As águas dos nossos rios
Na metade das vezes que vejo na TV ou em qualquer outro lugar uma imagem de Blumenau, Rio do Sul, Itajaí ou Brusque, com seus rios e a imagem é dita como linda, tenho vontade de gritar: É FAKE! Linda coisa nenhuma! Como pode ser linda a cena de uma bela moça (ou rapaz) em pleno sofrimento de hemorragia? Pois isso acontece com os nossos cursos d’água. Quando chove, suas águas excessivamente barrentas denunciam nada menos que a triste condição de hemorragia da paisagem.
Aprendi com um sábio mestre, o professor alemão Harald Sioli, que os rios são o sistema renal da paisagem. A química, ou o quimismo das águas dos rios são reflexo das condições geológicas, de solo, clima e vegetação da bacia hidrográfica em que eles estão inseridos. É por isso que há rios de águas mais ácidas, outros com águas mais básicas, por exemplo.
Era observando os sedimentos de um rio que os antigos (e mesmo hoje em dia), descobriam se mais acima tem metais preciosos ou muitos outros elementos de interesse para mineração.
Assim como os exames de urina rotineiros para averiguação de nossa saúde revelam muito do que acontece dentro de nossos corpos, a análise do aspecto visual e da físico-química das águas revela muito do que está acontecendo numa bacia hidrográfica. Águas barrentas podem até ser normais em alguns casos, principalmente quando chove forte e ocorre uma enchente.
As águas extremamente barrentas, como a de nossos rios, mesmo em ausência de enchente, no entanto, correspondem, quase sempre, a uma terrível anomalia, como se fosse um forte e persistente sangramento detectado em nossa urina.

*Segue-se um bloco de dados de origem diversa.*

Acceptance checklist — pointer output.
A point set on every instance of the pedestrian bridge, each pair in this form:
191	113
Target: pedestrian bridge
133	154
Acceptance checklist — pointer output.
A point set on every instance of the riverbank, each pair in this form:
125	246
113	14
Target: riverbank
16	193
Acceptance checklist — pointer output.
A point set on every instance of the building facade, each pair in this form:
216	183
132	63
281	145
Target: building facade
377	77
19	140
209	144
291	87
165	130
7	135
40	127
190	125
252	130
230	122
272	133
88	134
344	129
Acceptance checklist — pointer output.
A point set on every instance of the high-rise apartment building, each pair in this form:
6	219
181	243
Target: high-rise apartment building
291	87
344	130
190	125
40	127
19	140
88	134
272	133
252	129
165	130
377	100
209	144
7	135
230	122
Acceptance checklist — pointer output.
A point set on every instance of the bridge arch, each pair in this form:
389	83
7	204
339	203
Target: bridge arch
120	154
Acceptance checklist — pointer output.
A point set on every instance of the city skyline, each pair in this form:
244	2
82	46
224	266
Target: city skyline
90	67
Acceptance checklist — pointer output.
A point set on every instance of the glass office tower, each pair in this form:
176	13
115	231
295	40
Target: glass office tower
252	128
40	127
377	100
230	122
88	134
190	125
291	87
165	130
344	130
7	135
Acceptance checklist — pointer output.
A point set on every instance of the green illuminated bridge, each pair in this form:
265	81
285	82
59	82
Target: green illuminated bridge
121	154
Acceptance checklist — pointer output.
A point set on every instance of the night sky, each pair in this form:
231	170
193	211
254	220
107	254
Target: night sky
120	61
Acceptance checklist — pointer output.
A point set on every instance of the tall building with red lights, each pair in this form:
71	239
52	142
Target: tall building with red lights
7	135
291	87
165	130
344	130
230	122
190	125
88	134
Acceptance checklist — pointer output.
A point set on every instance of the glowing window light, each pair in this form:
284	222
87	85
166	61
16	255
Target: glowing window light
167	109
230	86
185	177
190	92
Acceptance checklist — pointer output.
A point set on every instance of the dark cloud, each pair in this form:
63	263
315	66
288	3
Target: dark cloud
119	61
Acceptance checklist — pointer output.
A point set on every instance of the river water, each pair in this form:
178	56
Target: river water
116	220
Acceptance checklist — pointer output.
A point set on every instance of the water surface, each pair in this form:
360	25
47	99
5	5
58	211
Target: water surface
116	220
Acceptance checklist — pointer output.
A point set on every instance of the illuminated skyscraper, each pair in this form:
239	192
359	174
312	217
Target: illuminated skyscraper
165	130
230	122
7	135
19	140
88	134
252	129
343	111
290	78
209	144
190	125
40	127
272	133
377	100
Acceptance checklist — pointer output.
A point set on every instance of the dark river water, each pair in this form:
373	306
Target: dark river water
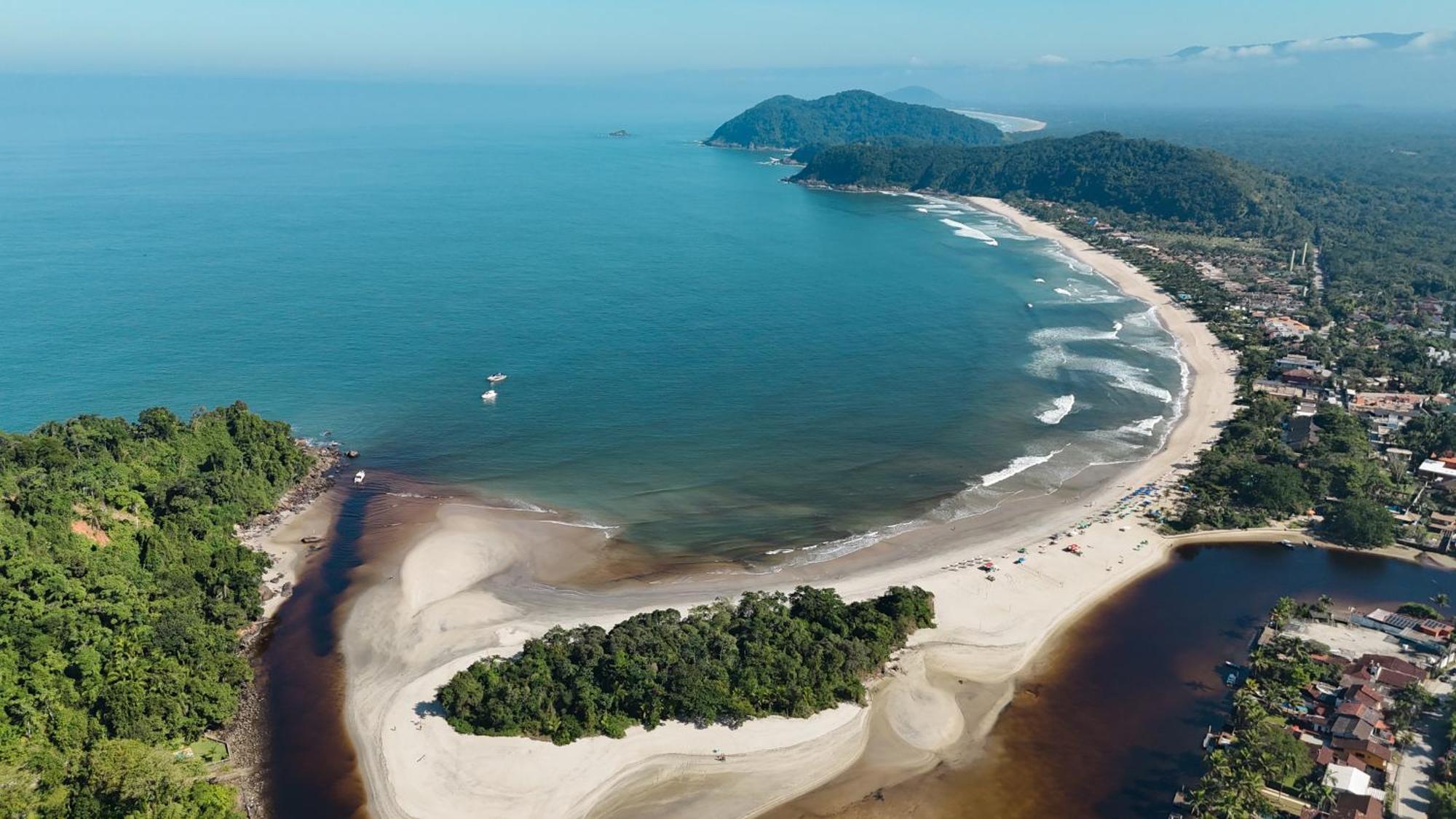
1109	724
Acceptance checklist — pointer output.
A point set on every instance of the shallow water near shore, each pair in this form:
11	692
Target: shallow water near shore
1109	720
708	360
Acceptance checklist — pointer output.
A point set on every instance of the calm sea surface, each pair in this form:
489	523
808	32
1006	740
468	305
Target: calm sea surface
700	356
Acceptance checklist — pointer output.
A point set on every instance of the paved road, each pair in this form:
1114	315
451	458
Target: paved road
1413	781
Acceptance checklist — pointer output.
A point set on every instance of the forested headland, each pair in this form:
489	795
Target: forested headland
727	662
123	593
850	117
1142	180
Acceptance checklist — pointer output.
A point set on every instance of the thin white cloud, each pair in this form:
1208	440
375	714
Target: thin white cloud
1333	44
1428	40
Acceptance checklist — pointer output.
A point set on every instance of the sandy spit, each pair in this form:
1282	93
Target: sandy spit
483	580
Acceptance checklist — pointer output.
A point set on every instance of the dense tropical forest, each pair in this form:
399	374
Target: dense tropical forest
850	117
1141	180
769	653
1251	475
123	592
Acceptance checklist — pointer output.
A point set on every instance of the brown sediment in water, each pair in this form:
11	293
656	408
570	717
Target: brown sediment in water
302	743
1109	720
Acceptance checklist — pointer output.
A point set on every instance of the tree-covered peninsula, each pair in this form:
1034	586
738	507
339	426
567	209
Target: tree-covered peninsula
1139	178
123	592
850	117
769	653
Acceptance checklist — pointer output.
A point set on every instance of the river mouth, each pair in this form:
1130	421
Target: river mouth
1109	720
301	675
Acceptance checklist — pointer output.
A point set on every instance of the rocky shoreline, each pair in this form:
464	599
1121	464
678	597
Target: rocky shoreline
247	737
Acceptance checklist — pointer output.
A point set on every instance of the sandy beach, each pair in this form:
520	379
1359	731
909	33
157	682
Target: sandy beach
480	580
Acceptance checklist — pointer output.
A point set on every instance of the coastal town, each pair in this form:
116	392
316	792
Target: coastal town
1326	360
1336	716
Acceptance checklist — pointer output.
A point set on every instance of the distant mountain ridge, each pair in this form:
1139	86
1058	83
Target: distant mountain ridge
1148	178
850	117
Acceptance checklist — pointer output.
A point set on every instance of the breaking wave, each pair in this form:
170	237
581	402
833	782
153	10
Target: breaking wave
962	229
1061	407
1017	467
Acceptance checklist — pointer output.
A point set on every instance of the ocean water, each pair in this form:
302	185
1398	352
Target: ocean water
703	359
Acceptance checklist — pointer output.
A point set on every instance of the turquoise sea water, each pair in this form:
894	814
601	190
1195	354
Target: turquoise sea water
705	357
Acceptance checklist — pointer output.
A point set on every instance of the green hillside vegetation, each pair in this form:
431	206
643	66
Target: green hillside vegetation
123	592
850	117
769	653
1251	475
1144	181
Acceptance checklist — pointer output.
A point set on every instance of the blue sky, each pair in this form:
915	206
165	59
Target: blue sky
574	40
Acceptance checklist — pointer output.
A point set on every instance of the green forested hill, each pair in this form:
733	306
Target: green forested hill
1139	178
123	592
850	117
768	653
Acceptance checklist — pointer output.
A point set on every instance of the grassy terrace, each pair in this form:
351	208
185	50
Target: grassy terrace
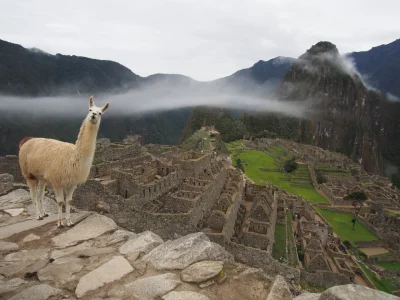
342	225
257	160
279	247
384	284
390	265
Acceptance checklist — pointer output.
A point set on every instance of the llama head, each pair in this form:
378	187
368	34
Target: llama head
95	113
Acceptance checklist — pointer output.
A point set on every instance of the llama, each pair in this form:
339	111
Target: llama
62	165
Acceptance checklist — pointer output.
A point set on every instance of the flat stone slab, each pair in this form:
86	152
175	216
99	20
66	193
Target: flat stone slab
148	288
37	292
6	247
10	230
120	236
184	295
14	211
71	250
143	242
30	237
184	251
202	271
61	270
16	199
113	270
49	206
28	255
10	285
90	228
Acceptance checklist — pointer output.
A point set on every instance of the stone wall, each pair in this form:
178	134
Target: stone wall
325	279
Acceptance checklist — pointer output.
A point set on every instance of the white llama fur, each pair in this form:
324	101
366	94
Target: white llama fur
59	164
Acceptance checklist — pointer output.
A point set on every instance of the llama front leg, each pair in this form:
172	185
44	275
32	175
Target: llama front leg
59	193
41	189
68	203
34	195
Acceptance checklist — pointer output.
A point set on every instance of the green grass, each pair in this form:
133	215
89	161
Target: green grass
279	247
390	265
384	284
342	225
258	159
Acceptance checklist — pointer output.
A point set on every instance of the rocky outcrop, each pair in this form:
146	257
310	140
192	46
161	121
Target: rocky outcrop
184	251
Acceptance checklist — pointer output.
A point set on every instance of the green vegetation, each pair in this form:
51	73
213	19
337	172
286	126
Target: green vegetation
384	284
390	265
290	165
256	162
279	247
341	223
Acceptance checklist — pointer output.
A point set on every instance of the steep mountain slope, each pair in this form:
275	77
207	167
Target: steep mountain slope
380	67
344	116
33	72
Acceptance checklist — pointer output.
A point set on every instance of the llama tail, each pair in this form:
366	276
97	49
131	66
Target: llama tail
24	140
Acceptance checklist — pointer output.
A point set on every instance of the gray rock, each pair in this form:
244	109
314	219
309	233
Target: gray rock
14	269
10	285
30	237
16	199
355	292
308	296
61	270
182	252
34	268
184	295
279	290
49	206
143	242
93	252
90	228
7	247
68	251
37	292
28	255
202	271
113	270
120	236
147	288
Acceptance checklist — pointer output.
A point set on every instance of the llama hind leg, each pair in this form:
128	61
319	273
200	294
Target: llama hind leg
68	203
41	188
33	184
59	193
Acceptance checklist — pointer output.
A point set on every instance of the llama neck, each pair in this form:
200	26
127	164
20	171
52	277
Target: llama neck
86	142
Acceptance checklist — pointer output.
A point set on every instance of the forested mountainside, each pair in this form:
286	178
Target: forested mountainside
32	73
380	68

Situação absolutamente anormal, portanto.
Nossas águas muito barrentas dificultam, encarecem e muitas vezes inviabilizam temporariamente os tratamentos de água para uso público, como acontece com cada vez mais frequência em algumas cidades do Vale. Mas não é apenas isso. Essa lama também revela que estamos perdendo rapidamente a fertilidade de nossos solos, que a natureza levou milhares de anos para formar, assoreia os cursos d’água, aumentando os danos das enchentes e enxurradas.
Isto obstrui os canais de acesso e evolução aos portos de Itajaí e Navegantes, que necessitam de periódicas e caríssimas dragagens de manutenção, aumentando seus custos operacionais.
Podem prejudicar a pesca marítima e diminuir drasticamente a vida útil de barragens, como a de Botuverá que nem construída ainda foi, mas tem previsão de vida útil para seu volume morto de apenas 30 anos, quando deveria ser uma vida útil de séculos, e por aí vai.
Nenhum médico faz transfusão para repor o sangue sem tentar estancar a hemorragia do paciente. Quando se trata da hemorragia de nossas paisagens, visíveis no aspecto extremamente barrento de nossos rios, os governos precisam, urgentemente, como os médicos, atacar as causas, não as consequências.
Devastação criminosa que acontecia no passado em muitos dos morros com fragilidade geológica do vale do Itajaí, caso da região desta foto nas cabeceiras do rio Jundiá, em Apiúna, na frágil Serra do Itajaí, em 1983.
O rasgar de estradas para exploração madeireira causou uma das maiores erosões que se tem notícia no vale. Deslizamentos de terra medindo mais de 100 m de largura por mais de 150 m de profundidade não eram raros. Um eventual caminhão nessa foto mal passaria de um ponto na paisagem.
Os entulhos acumulados nos fundos dos vales, levados pelas enxurradas, causaram a destruição de cerca de 10 pontes em Apíúna. Com as enchentes de 1983 e 1984 o porto de Itajaí precisou ser dragado. Lucro privatizado, prejuízo socializado.
O avanço de devastações como essa foi estancado pelo Decreto Presidencial 750 de fevereiro de 1992, que proibiu o corte da Mata Atlântica em todo o Brasil e pela criação do Parque Nacional da Serra do Itajaí, em junho de 2004. Foto aérea de Lauro Eduardo Bacca em 08/03/1983.